News analysis: Young people have been more accepting of auto-enrolment than their older colleagues, official data have shown, but industry figures have warned against complacency over retirement saving.

Numbers from the Department for Work and Pensions indicate under-30s have given the best reception of AE in the workplace, with just 8 per cent of young people opting out of workplace pensions compared with a 9 per cent average overall.

In May, the National Association of Pension Funds reportedemployees of its member organisations that were too young to be auto-enrolled were the most notable group opting in

At such an early stage, it is unclear whether these trends are likely to continue, with many employers yet to break down their AE success rates by age group.

Morrisons had a positive response from young employees, with a “significant number” of 20 to 21-year-olds voluntarily joining the scheme, according to Graham Sutch, head of pensions at the supermarket chain.

“I would expect the opt-out rate to fall, as those newly auto-enrolled into the scheme will primarily be new colleagues,” added Sutch. “The next big intake will be the reassessment date in October 2015.”

Analysis by Nest has found that despite some people currently contributing as little as 1 per cent of their income into the scheme, 67 per cent of employees now feel they can stop worrying that they have not done anything about their retirement.

Neil Latham, principal at Punter Southall, said simply joining a scheme is not enough to secure one’s future. “So you’re in the pension scheme and it’s only 1 per cent and you think, ‘Oh great, my life is sorted!’. But of course that’s nonsense; 1 per cent is nothing.
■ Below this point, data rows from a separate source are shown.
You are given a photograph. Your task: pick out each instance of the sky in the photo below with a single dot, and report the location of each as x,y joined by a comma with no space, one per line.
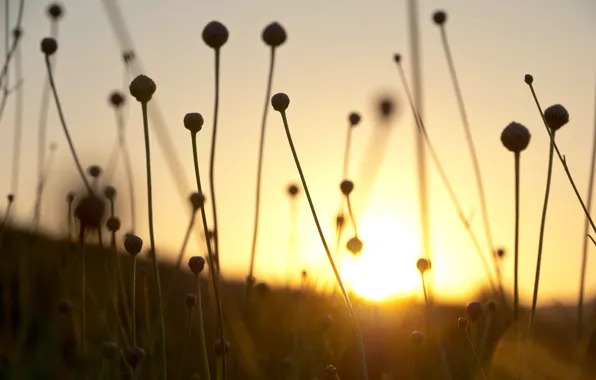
337,59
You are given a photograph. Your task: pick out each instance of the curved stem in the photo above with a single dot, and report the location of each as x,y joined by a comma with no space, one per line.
212,163
260,168
152,238
214,276
331,261
64,127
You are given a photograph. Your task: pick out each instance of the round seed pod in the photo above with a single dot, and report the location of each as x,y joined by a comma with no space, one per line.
515,137
133,244
280,101
440,17
196,264
49,46
142,88
193,121
346,187
191,300
355,245
417,338
135,356
215,34
556,116
274,35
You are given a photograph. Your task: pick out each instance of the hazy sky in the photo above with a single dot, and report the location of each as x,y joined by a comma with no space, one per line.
338,58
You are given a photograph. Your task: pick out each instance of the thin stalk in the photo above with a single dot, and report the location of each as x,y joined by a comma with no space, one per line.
331,261
187,341
580,307
260,168
152,239
471,148
64,127
214,276
202,340
212,163
475,355
541,241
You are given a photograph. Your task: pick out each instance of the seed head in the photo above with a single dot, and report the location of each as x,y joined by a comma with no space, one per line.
135,356
113,224
474,311
417,338
109,350
423,265
197,200
293,190
274,35
142,88
346,187
219,348
49,46
109,192
116,99
193,122
215,34
463,323
196,264
354,119
556,116
90,211
515,137
280,102
439,17
191,299
55,11
354,245
133,244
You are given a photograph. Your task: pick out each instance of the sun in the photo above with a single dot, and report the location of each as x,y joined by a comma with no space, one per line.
386,267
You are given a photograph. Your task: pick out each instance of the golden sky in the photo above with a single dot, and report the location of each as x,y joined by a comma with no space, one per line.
337,59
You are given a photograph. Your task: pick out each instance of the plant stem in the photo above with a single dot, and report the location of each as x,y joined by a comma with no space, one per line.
152,238
331,261
260,169
214,276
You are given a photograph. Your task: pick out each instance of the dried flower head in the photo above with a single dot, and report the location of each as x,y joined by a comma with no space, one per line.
346,186
196,264
293,190
197,200
274,34
113,224
219,348
515,137
193,121
462,323
354,119
90,211
215,34
55,11
423,265
133,244
556,116
135,356
191,300
109,350
280,101
417,338
354,245
142,88
474,310
49,46
439,17
117,99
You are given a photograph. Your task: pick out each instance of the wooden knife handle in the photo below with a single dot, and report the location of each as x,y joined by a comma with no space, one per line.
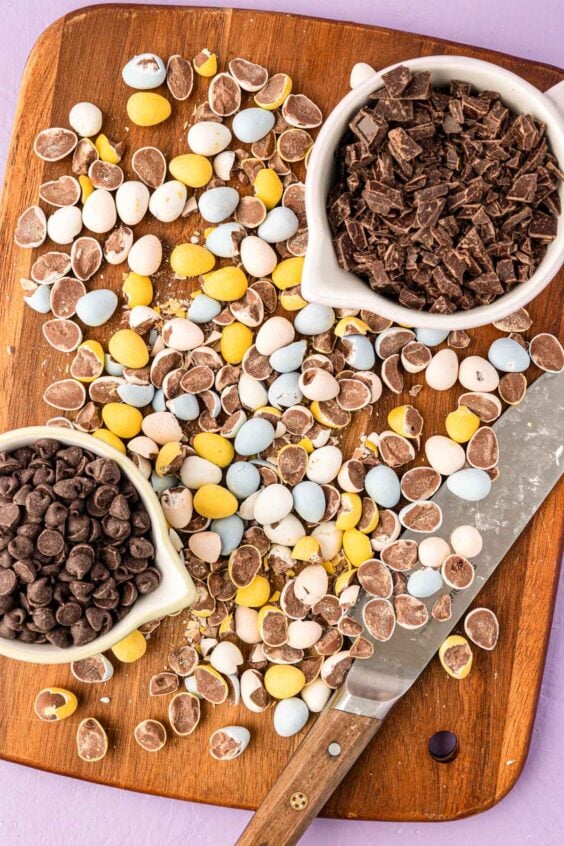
319,764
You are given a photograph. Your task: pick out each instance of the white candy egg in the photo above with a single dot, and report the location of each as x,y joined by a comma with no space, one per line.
99,211
132,201
444,455
442,371
146,255
250,125
145,71
279,225
168,201
257,257
64,224
207,138
324,464
85,119
290,715
466,541
220,240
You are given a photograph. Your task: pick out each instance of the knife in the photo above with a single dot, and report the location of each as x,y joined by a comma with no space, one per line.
531,460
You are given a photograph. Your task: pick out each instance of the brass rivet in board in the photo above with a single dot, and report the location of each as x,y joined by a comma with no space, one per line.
298,801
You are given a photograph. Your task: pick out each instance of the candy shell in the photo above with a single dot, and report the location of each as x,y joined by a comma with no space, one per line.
144,71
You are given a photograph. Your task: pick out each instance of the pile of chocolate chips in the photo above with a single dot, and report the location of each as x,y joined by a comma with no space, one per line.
75,548
444,200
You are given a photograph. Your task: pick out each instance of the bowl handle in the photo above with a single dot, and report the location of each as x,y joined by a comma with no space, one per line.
359,73
556,96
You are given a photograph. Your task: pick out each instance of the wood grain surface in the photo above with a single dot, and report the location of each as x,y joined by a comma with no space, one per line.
80,58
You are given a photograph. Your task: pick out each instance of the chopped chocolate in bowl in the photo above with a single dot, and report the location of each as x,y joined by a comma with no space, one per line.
445,198
77,548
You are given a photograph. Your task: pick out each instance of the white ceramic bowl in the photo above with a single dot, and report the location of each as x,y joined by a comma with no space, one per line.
176,589
323,281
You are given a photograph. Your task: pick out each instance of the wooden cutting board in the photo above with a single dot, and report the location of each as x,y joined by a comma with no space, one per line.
80,58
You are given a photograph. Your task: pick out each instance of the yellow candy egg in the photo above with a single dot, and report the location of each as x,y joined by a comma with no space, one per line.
227,284
461,424
288,273
191,169
235,341
55,703
254,595
189,260
356,546
137,289
455,655
145,108
128,348
131,648
109,438
283,681
268,187
215,502
121,419
350,512
215,448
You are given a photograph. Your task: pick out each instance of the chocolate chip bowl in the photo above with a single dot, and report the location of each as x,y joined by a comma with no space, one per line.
434,194
85,551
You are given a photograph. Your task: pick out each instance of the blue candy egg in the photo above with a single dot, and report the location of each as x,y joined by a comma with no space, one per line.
96,307
254,436
185,406
309,501
230,530
431,337
250,125
382,485
469,484
288,358
242,479
424,582
508,356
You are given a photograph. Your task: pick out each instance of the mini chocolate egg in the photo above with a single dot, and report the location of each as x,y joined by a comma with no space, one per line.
220,240
203,309
217,204
309,501
470,484
207,138
64,224
257,257
424,582
383,486
168,201
145,255
145,71
466,541
96,307
290,715
99,211
250,125
444,454
242,478
288,358
230,530
285,391
442,371
431,337
132,201
280,224
85,119
314,319
254,436
505,354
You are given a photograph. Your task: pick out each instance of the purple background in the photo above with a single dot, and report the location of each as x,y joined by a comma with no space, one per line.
58,810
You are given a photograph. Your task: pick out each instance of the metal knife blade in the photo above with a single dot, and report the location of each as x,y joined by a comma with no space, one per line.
531,460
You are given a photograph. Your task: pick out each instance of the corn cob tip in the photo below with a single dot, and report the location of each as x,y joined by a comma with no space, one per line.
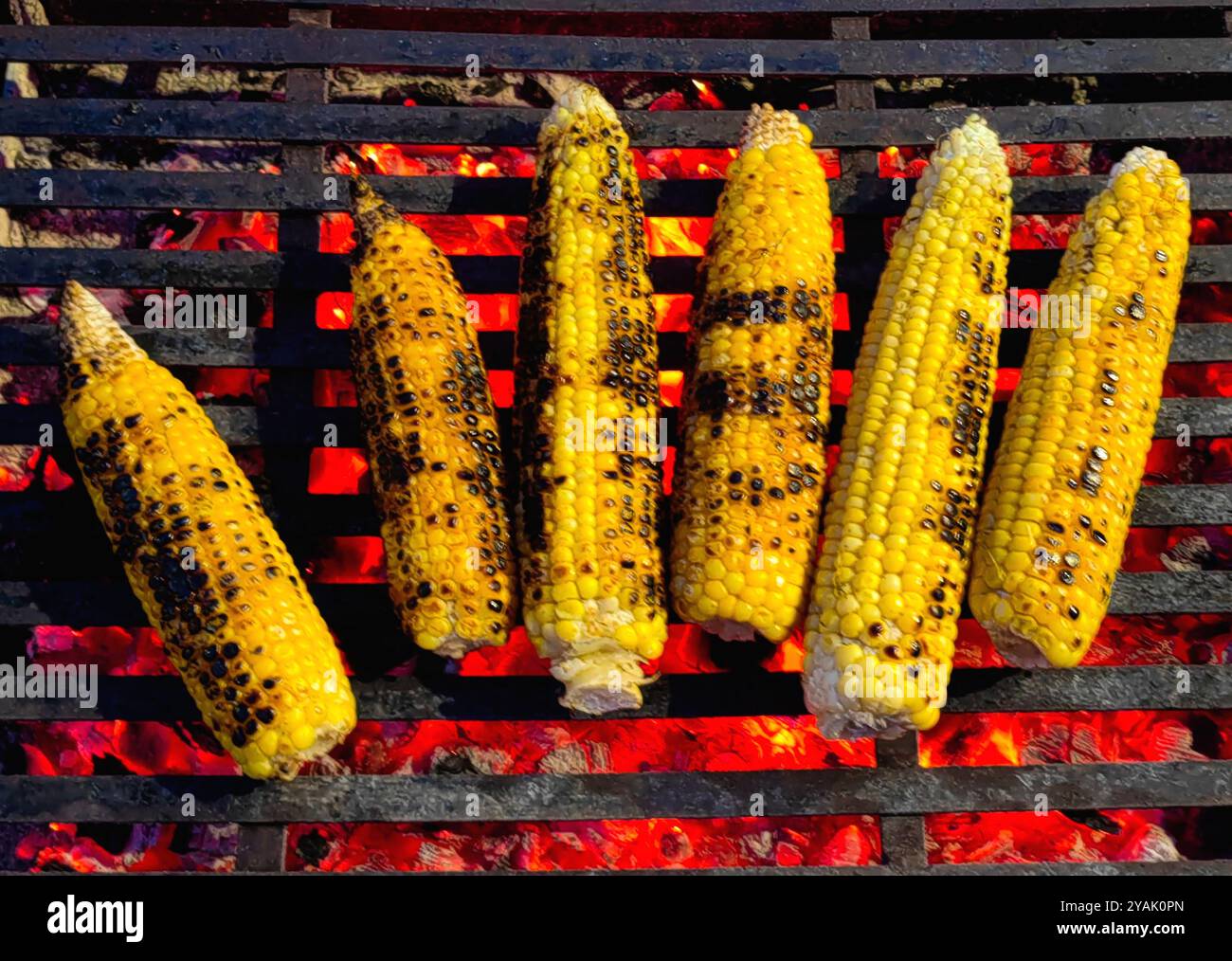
600,681
370,210
89,332
1159,168
765,127
577,97
1021,651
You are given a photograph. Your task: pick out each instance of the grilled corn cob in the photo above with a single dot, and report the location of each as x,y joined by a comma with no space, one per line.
431,435
748,492
587,382
888,587
1078,429
204,559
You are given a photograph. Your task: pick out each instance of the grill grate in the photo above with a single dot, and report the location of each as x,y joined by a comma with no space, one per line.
897,789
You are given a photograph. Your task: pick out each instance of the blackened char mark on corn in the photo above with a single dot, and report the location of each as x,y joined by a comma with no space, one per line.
1079,426
748,487
205,562
888,587
587,385
430,429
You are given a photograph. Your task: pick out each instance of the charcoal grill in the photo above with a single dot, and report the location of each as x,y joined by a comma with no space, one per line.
77,584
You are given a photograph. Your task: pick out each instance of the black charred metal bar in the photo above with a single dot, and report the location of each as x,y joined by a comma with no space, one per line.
295,47
271,122
505,196
605,796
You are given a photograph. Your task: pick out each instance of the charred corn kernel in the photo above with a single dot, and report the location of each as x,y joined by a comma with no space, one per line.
1060,498
903,496
759,392
588,415
205,562
430,426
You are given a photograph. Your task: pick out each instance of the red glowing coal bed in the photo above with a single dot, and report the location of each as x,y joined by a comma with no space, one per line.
221,185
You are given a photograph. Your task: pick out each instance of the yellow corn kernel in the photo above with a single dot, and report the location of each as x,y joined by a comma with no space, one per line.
430,426
902,508
759,390
1083,454
588,413
202,558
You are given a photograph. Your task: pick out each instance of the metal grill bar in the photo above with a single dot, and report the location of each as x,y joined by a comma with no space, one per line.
292,45
35,344
94,603
506,196
1205,417
518,127
436,695
309,271
759,7
614,796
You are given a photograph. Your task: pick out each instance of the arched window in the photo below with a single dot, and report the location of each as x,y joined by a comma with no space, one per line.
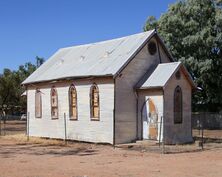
178,105
94,102
38,104
73,103
54,103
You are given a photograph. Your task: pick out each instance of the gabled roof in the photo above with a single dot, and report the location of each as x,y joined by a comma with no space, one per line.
162,74
105,58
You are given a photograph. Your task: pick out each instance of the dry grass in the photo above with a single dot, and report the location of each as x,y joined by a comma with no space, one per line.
21,139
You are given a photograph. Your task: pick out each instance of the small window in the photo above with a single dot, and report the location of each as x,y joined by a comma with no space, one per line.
54,103
178,75
178,105
94,102
152,48
38,104
73,103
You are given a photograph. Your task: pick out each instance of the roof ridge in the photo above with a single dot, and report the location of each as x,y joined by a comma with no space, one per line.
108,40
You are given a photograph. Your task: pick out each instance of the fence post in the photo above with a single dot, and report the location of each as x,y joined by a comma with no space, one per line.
65,129
4,122
202,130
0,125
27,127
160,129
163,140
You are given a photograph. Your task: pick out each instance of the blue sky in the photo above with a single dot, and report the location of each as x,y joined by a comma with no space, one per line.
30,28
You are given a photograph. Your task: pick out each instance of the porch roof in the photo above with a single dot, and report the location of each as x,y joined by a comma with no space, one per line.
163,73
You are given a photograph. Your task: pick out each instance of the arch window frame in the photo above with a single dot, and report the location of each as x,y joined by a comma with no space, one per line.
54,103
38,104
73,107
94,103
178,105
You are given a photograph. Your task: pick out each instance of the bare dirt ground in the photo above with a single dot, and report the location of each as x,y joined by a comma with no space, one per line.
50,158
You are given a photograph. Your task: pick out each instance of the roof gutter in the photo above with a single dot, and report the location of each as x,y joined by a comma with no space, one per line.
67,78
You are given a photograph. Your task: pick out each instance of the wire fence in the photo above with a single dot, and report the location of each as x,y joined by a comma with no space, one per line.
206,132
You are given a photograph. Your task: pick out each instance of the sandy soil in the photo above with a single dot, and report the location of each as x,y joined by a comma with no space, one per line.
39,159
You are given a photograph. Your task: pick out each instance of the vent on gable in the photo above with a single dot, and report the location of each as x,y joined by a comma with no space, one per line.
152,48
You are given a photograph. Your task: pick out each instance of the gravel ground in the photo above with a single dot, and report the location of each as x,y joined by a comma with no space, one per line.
47,158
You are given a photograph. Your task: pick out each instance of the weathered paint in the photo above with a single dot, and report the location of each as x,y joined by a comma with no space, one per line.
143,127
177,133
126,98
82,129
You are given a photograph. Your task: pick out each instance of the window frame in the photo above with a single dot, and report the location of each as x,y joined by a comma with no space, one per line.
178,101
71,117
54,107
38,93
92,114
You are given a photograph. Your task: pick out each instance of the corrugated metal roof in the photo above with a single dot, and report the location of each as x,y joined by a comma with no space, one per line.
96,59
161,75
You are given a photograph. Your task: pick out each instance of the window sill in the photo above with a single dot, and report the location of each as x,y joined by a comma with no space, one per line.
94,119
73,119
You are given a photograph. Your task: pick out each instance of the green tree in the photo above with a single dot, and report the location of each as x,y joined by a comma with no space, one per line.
11,89
192,30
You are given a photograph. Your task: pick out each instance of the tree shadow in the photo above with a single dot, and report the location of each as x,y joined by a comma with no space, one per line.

You need to pay 15 per cent into [an] arrangement,” he said.

“Young people have much more immediate and pressing priorities; when the cost becomes significant that’s the real test.”

Once AE is fully rolled out, combined contribution rates will be a minimum of 8 per cent. Government research has acknowledged the 8 per cent default contribution rate would only be sufficient, when combined with the state pension, to achieve a replacement rate of about 45 per cent for the average earner.

That is more than 20 per cent lower than the recommended replacement rate of two-thirds of income. “Auto-enrolment helps, but it was always meant to be part of the solution rather than closing the entire gap,” the report states.

Malcolm McLean, consultant at Barnett Waddingham, predicted disappointment. “We are going to have people retiring and throwing their hands up at the level of pensions they get before any attempt is made to meaningfully increase the pensions resulting from this.

“It’s almost deliberate policy not to emphasise the consequences or the outputs from these pension plans and I can see the reason for doing that.”

At present, the government is trying to change people’s habits, he added, and raising contribution rates too much would scare workers away.